Een kalkoenborst wordt sterker naarmate hij groter wordt, maar de kracht-massaverhouding van het dier neemt af, zodat hij niet snel genoeg kan klapperen om aanhoudende vlucht te ondersteunen. In zekere zin is het precies het tegenovergestelde van wat er met de nu uitgestorven dodo is gebeurd. Toen de vliegende voorouders van die vogel aankwamen op het roofdiervrije eiland Mauritius, werd het bouwen van krachtige vleugels een verspilling van energie. Door de generaties heen werden de borstspieren van de dodo te zwak om te kunnen vliegen.
De massieve borstspieren van de gedomesticeerde kalkoen beginnen ook de pezen en ligamenten te strekken die het dier bij elkaar houden, en het schoudergewricht duwt geleidelijk uit elkaar, waardoor de vlucht verder wordt belemmerd. (Wilde kalkoenen hebben daarentegen sterke, stabiele schoudergewrichten.)
Er is waarschijnlijk ook een element van psychologie bij betrokken. “Boeren willen kalkoenen die elke calorie van voer gebruiken om spieren op te bouwen”, zegt Dial. “Vogels die angstig of zenuwachtig zijn en bij elke provocatie proberen weg te vliegen, verspillen hun calorieën. Dus boeren hebben waarschijnlijk de motivatie gekweekt om uit hun kalkoenen te vliegen. ”

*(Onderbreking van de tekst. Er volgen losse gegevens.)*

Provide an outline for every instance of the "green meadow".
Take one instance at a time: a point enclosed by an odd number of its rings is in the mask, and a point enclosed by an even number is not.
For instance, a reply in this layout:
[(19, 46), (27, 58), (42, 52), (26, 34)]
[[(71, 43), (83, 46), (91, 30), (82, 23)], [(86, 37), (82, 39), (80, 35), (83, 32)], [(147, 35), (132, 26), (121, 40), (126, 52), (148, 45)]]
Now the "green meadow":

De levensomstandigheden ontmoedigen kalkoenen ook om in vliegvorm te blijven. Kalkoenen die in de fabriek worden gekweekt, worden vaak binnen gehouden of in kleine ruimtes waar ze hun vleugels niet kunnen spreiden en opstijgen. Natuurlijke vijanden worden op veilige afstand gehouden. De vogels die op ruimere boerderijen worden grootgebracht, zullen eerder geneigd zijn om op zijn minst een snelle start en een korte flap te proberen.
Als kalkoen op het menu staat tijdens uw Thanksgiving dit jaar , neem even de tijd om de wonderbaarlijke wezens waarvan uw vogel afstamt te waarderen. De wilde kalkoen is een van de vijf grootste vliegende vogels ter wereld, samen met zwanen, de gigantische albatros, de gigantische gieren van Zuid-Amerika en de koritrap, een Afrikaanse vogel. Met een piek van ongeveer 29 kilo kunnen wilde kalkoenen meer wegen dan veel 3-jarige kinderen. Als je je kleuter zou uitrusten met een goed gewelfde set vleugels, zou ze absoluut geen hoop hebben om zelfs maar een moment de lucht in te gaan, zelfs als je zou willen dat ze een paar minuten wegvliegt terwijl je je Thanksgiving-diner voorbereidt.